Colby’s 5,300-Panel Solar Field Ready to Generate Power—and Academic Opportunity
Colby will flip the switch on a nine-acre solar field this fall, the latest step in the College’s commitment to sustainable and climate-friendly practices. The new 1.9-megawatt photovoltaic energy project, announced last May, will supply about 16 percent of the College’s electricity.
Colby declared carbon neutrality in 2013 and continues to work to reduce carbon emissions.
“Colby takes a holistic approach,” said Mina Amundsen, assistant vice president for facilities and campus planning. “We are always looking for the next way to promote sustainable practices.”
The project, undertaken in collaboration with NRG Energy, Inc., is located less than one mile from campus on a large, easily accessible, south-facing space to maximize the project’s capacity for power production. Approximately 5,300 solar panels will be installed to produce 2.5 million kilowatt hours of electricity per year.
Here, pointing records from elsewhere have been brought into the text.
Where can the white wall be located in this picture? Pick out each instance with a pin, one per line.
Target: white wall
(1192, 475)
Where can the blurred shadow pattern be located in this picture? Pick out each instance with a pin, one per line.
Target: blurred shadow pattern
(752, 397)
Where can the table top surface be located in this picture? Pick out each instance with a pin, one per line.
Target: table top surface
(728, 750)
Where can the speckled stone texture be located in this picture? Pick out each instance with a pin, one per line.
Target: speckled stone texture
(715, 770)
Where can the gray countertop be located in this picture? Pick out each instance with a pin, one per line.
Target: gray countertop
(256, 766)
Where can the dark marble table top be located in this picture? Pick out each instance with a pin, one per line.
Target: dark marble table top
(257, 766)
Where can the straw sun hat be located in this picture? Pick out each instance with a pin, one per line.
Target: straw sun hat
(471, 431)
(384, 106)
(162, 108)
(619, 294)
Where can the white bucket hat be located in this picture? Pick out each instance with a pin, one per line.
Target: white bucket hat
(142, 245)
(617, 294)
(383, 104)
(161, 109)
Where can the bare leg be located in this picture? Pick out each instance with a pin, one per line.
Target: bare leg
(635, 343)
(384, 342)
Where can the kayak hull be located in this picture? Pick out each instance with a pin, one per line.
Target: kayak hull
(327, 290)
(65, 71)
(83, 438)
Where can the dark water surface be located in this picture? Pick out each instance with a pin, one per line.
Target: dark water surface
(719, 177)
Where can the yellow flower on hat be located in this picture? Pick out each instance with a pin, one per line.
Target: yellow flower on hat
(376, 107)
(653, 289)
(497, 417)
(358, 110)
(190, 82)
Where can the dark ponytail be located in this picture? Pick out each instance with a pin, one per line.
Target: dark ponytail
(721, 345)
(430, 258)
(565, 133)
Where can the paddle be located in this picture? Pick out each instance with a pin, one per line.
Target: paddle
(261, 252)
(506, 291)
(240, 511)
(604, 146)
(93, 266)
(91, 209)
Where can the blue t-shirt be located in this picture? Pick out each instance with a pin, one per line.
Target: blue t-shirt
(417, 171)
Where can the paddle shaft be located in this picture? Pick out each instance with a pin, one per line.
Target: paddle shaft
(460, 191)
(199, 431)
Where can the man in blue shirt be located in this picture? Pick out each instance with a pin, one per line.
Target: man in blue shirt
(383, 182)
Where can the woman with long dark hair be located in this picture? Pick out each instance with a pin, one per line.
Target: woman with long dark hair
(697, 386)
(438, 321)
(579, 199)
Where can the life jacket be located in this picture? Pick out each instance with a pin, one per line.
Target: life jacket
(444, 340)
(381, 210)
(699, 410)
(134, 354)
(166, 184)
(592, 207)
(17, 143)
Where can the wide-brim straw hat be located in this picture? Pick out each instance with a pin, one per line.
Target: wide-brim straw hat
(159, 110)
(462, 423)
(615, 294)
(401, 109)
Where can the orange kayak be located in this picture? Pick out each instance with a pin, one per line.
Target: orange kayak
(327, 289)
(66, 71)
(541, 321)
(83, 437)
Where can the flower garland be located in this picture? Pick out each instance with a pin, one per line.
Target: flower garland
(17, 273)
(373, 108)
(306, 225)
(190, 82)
This solar array is the latest in a series of sustainable energy projects implemented by the College. Colby already has a photovoltaic energy system on the roof of the Schair-Swenson-Watson Alumni Center that generates around 10 percent of its electricity from a steam plant on campus.
The biomass plant, booted up in 2012, saves a million gallons of oil annually by burning locally sourced forestry scraps to produce heat. Additionally, 15 of Colby’s spaces are LEED certified, and Colby is committed to seeking LEED certification—which indicates commitment to human and environmental health in its design and construction—on all new building projects.
Amundsen said Colby’s commitment to the environment includes not only sustainable energy, but also sustainable water, materials, waste, and consumption. Colby was only the fourth college or university in the country to become carbon neutral when it reached that milestone about two years ahead of schedule.
For more than a decade, Colby students have intensively studied environmental practices on campus and participated in sustainability projects; the campus’ first greenhouse gas inventory became an honors thesis in 2007.
The solar array provides another valuable learning opportunity for students, who will be able to study the system itself and the environment around it.